La victime d'un harcèlement sexuel peut saisir le conseil de prud'hommes de Toulouse pour obtenir réparation des préjudices subis. L'action peut viser l'employeur, l'auteur des faits (s'il est salarié), ou les deux.

Ce que le conseil de prud'hommes peut accorder

  • Dommages et intérêts en réparation du préjudice moral et de la dégradation des conditions de travail
  • Résiliation judiciaire du contrat aux torts de l'employeur si les faits lui sont imputables et si la situation ne peut continuer
  • Nullité du licenciement et indemnités associées si la victime a été licenciée en réaction à sa dénonciation

La prescription

L'action en réparation d'un préjudice résultant d'une discrimination ou d'un harcèlement se prescrit par cinq ans à compter de la révélation de la discrimination ou du harcèlement (art.

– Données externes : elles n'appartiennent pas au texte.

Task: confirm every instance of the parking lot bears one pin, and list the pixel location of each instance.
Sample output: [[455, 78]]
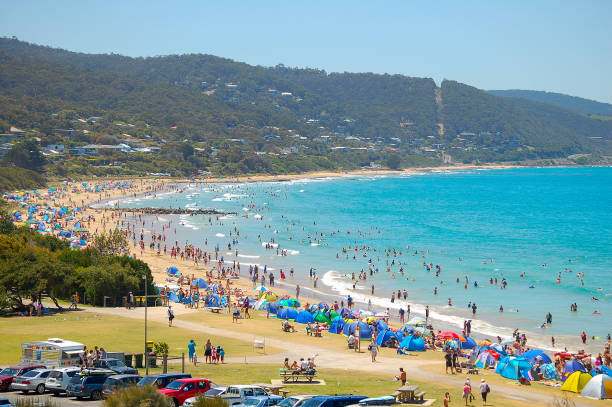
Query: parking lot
[[62, 400]]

L.1134-5 CT), ou par deux ans pour les actions portant sur l'exécution ou la rupture du contrat (art. L.1471-1 CT). La prescription la plus longue est retenue selon la nature des demandes.

6. Le recours pénal

Parallèlement au recours prud'homal, le harcèlement sexuel constitue une infraction pénale punie par l'article 222-33 du Code pénal.

Les sanctions pénales encourues

  • Harcèlement sexuel : 2 ans d'emprisonnement et 30 000 € d'amende
  • Circonstances aggravantes (hiérarchie, abus d'autorité, faits commis sur un mineur, faits commis par plusieurs personnes) : 3 ans d'emprisonnement et 45 000 € d'amende

La prescription pénale

Le délai de prescription de l'action publique est de 6 ans à compter du dernier fait de harcèlement. Ce délai a été porté à 10 ans lorsque la victime est mineure au moment des faits.

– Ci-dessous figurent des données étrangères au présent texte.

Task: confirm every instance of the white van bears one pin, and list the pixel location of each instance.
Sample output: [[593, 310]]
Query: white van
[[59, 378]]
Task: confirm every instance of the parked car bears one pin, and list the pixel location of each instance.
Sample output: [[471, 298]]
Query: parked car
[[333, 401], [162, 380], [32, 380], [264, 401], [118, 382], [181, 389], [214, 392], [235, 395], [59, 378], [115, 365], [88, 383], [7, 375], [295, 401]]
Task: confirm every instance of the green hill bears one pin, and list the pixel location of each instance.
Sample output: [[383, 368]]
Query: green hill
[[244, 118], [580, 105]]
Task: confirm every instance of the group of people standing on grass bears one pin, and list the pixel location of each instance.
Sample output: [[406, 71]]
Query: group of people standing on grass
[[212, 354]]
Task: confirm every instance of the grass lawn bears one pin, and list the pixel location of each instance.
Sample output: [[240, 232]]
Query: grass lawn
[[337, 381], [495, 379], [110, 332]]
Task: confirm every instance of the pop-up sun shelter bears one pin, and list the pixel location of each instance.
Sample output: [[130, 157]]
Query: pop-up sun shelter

Dépôt de plainte à Toulouse

La plainte peut être déposée auprès du commissariat de police ou de la gendarmerie, ou directement auprès du procureur de la République de Toulouse. La victime peut se constituer partie civile pour être indemnisée dans le cadre de la procédure pénale, en plus ou à la place de la voie prud'homale.

7. Agir rapidement à Toulouse

Le harcèlement sexuel au travail est l'une des situations où l'accompagnement juridique précoce fait la différence. Réunir les preuves, sécuriser sa position, décider entre voie prud'homale et pénale ou les deux en parallèle — ces choix sont complexes et ont des conséquences durables.

Maître Véronique CHHUA accompagne les victimes de harcèlement sexuel au travail à Toulouse, Blagnac, Labège et dans l'ensemble de la région Toulousaine, de la constitution du dossier jusqu'à l'audience devant le conseil de prud'hommes de Toulouse ou les juridictions pénales. Elle accompagne également les employeurs dans la mise en place des procédures internes de traitement des signalements et dans la défense de leurs droits lorsqu'une accusation s'avère infondée.

Questions fréquentes

Quelle différence entre harcèlement sexuel et agissement sexiste ?

Le harcèlement sexuel (art. L.1153-1 CT) suppose des propos ou comportements à connotation sexuelle ou sexiste — répétés ou constituant une pression grave pour obtenir un acte sexuel. L'agissement sexiste (art. L.1142-2-1 CT) est plus large : il vise tout comportement lié au sexe de la personne portant atteinte à sa dignité ou créant un environnement dégradant, sans qu'il soit nécessaire d'établir une finalité sexuelle. Les deux sont interdits par le Code du travail, mais leurs régimes probatoires et leurs sanctions diffèrent.

La victime doit-elle prouver le harcèlement sexuel ?

Non, pas entièrement. L'article L.1154-1 du Code du travail aménage la charge de la preuve : la victime doit seulement établir des faits qui permettent de présumer l'existence d'un harcèlement. C'est ensuite à l'employeur ou à l'auteur des faits de prouver que les agissements ne sont pas constitutifs d'un harcèlement. La Cour de cassation l'a confirmé en 2024 (Cass. soc., 13 mars 2024, n° 22-20.970). Les éléments à rassembler peuvent être des messages, des témoignages, des certificats médicaux ou tout élément laissant supposer les agissements.

Peut-on être licencié après avoir dénoncé des faits de harcèlement sexuel ?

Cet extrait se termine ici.